The thread allocation issue related to the large-scale Problems

Hi, thanks for the very nice open source code. I am dealing with large-scale acoustic problems using Bempp-cl. Yesterday, when I tried the first benmark case with element number equal to 300 thousands, I am puzzled about the results. The following picture shows that the multiple threads have been activated(~128 threads), but I have not allocated the exact thread number in my python code(please see below). Is there any automative allocation mechanism in Bempp-cl to determine how many threads to utilize for large-scale problems? I will be very grateful if you can show me the related tutorial for this issue. (My linux cluster Information: ARMV8, CentOS)

my python code:

import bempp.api
bempp.api.DEFAULT_DEVICE_INTERFACE = 'numba'
bempp.api.VECTORIZATION_MODE = "vec4"
grid = bempp.api.shapes.sphere(h=0.01)
space = bempp.api.function_space(grid, "DP", 0)
slp = bempp.api.operators.boundary.laplace.single_layer(space, space, space)
def f(x, n, domain_index, result):
    result[0] = x[0] + 1

rhs = bempp.api.GridFunction(space, fun=f)
sol, info = bempp.api.linalg.gmres(slp, rhs)

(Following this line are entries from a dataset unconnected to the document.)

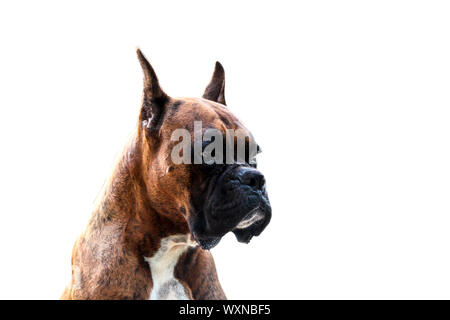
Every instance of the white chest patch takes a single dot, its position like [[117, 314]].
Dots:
[[162, 265]]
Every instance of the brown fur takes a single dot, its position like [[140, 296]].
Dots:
[[146, 199]]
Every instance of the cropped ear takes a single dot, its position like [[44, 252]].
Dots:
[[215, 91], [154, 99]]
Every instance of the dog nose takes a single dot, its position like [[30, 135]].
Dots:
[[253, 178]]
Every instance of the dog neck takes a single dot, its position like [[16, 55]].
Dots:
[[124, 203]]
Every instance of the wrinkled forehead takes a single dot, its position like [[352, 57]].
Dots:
[[194, 113]]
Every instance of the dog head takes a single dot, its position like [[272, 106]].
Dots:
[[200, 162]]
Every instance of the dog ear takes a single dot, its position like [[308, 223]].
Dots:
[[215, 91], [154, 98]]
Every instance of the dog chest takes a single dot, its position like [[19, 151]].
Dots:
[[162, 265]]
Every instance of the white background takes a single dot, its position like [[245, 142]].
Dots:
[[348, 99]]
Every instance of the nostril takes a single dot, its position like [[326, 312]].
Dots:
[[252, 183], [254, 180]]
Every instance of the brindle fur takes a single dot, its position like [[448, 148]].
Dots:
[[146, 199]]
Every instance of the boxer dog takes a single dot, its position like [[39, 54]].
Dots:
[[154, 222]]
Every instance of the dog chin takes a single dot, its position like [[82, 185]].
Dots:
[[208, 244]]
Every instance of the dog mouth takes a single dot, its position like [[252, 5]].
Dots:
[[253, 223], [252, 217], [235, 201]]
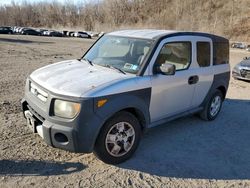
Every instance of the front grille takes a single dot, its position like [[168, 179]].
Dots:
[[38, 92], [245, 73]]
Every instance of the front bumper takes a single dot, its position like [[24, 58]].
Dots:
[[75, 136]]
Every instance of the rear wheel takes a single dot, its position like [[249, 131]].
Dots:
[[213, 106], [118, 139]]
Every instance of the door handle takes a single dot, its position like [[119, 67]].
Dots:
[[193, 79]]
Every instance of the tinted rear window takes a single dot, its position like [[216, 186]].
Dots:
[[221, 53], [203, 54]]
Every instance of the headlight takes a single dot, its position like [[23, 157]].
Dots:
[[66, 109]]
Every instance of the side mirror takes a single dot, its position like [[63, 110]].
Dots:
[[166, 69]]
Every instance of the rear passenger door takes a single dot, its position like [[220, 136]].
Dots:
[[202, 65]]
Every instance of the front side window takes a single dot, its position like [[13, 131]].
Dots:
[[203, 54], [176, 53], [124, 53]]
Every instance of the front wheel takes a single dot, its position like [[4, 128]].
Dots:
[[118, 139], [213, 106]]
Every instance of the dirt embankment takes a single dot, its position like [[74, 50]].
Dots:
[[185, 153]]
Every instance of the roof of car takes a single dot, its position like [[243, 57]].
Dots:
[[156, 34]]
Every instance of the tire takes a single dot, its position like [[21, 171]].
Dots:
[[118, 146], [212, 107]]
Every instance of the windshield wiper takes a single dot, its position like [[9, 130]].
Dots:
[[85, 59], [113, 67]]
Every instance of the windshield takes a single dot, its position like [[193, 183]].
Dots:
[[122, 53]]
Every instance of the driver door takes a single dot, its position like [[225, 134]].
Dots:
[[172, 94]]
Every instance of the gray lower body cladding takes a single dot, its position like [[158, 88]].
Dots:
[[220, 81]]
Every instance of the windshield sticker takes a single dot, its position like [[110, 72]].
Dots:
[[130, 66]]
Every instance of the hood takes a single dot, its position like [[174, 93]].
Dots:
[[74, 78], [245, 63]]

the number of threads cannot be controlled from within Bempp. If you use Numba then they are controlled through the Numba runtime system. You can get more information here: The Threading Layers — Numba 0.50.1 documentation

One comment though. The Numba code is quite inefficient. Ideally, you would have an OpenCL runtime system for your ARM CPU cores so that you can enable the OpenCL functionality. Depending on the kernels this is typically 3 to 5 times faster (sometimes more).

Best wishes


Dear Dr. Betcke,
Hi, thanks for your reply. As you said, I also found that bempp running on Numba is really slow. For instance, if my matrix size is 60000x60000 and 192 threads are utilized, it takes about 0.6s and 5.33s for one GMRES iteration and ILU-GMRES iteration, respectively (I am studying a new mixed-precision algorithm for BEM, so FMM is not activated currently). I will adopt your suggestion and jump to the more suitable direction - OpenCL.

    Best wishes,